• 05
  • July
    2011

According to the American Bankruptcy Institute and the National Bankruptcy Research Center, not as many Americans have filed for bankruptcy in the first half of 2011 as last year. By June, there were reportedly 709,303 personal bankruptcy filings, which is 7.9 percent lower than the same period last year.

Experts say the decline in bankruptcy filings are a good indication that the number of consumers filing for bankruptcy is in fact slowing. Last year, there were 1.5 million more personal bankruptcy filings than this year so far, which is the largest number of filings since Congress revamped the system in 2005, making it more difficult for Americans to file for bankruptcy protection.

June filings were 4.3 percent higher than May.

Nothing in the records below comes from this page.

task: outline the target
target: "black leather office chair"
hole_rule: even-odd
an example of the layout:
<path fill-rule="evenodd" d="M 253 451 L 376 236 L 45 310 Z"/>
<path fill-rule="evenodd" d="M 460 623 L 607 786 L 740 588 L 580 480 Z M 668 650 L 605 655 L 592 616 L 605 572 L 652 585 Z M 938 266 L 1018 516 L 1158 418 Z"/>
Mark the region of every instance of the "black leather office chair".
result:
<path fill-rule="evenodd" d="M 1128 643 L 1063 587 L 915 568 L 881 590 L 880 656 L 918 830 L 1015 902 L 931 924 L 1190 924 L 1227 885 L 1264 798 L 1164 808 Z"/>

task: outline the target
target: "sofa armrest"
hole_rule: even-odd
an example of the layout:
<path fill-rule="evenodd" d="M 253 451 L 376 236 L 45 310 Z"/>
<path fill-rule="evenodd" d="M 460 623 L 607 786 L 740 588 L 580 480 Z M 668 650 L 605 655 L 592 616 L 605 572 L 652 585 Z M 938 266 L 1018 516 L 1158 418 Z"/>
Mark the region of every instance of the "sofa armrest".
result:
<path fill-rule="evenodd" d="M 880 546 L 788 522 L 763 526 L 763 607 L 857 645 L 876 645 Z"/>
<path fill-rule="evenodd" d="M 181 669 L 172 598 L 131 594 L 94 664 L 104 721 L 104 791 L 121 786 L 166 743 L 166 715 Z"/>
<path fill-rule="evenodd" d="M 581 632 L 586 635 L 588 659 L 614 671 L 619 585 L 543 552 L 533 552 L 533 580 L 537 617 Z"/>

But sources said month-by-month tallies are not adjusted for seasonal swings, so experts are not concerned about the increase. The numbers are still lower than last year.

In some states, bankruptcy filings have dropped significantly. Those states include Vermont, West Virginia, North Dakota and Washington, D.C.

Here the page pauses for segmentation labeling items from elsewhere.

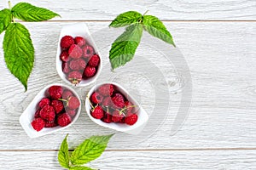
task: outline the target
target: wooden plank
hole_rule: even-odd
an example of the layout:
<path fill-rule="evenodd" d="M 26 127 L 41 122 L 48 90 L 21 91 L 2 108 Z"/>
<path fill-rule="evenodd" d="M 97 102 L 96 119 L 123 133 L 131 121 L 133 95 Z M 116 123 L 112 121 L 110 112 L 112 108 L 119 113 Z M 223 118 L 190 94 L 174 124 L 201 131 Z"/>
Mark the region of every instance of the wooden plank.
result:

Most states noticed a decrease in consumer filings, but Southwestern states still struggle with disproportionate bankruptcy filings, due the poor state of the housing market. Nevada, in particular, has had the highest number of bankruptcy filings per capita since the beginning of 2010, and its filings have declined 16 percent this year compared to last. California also continues to struggle, with the number of filings basically the same as last year.

Samuel Gerdano of the American Bankruptcy Institute said of the recent numbers, "The drop in bankruptcies for the first half of the year shows the continued efforts of consumers to reduce their household debt, and the overall pull back in consumer credit."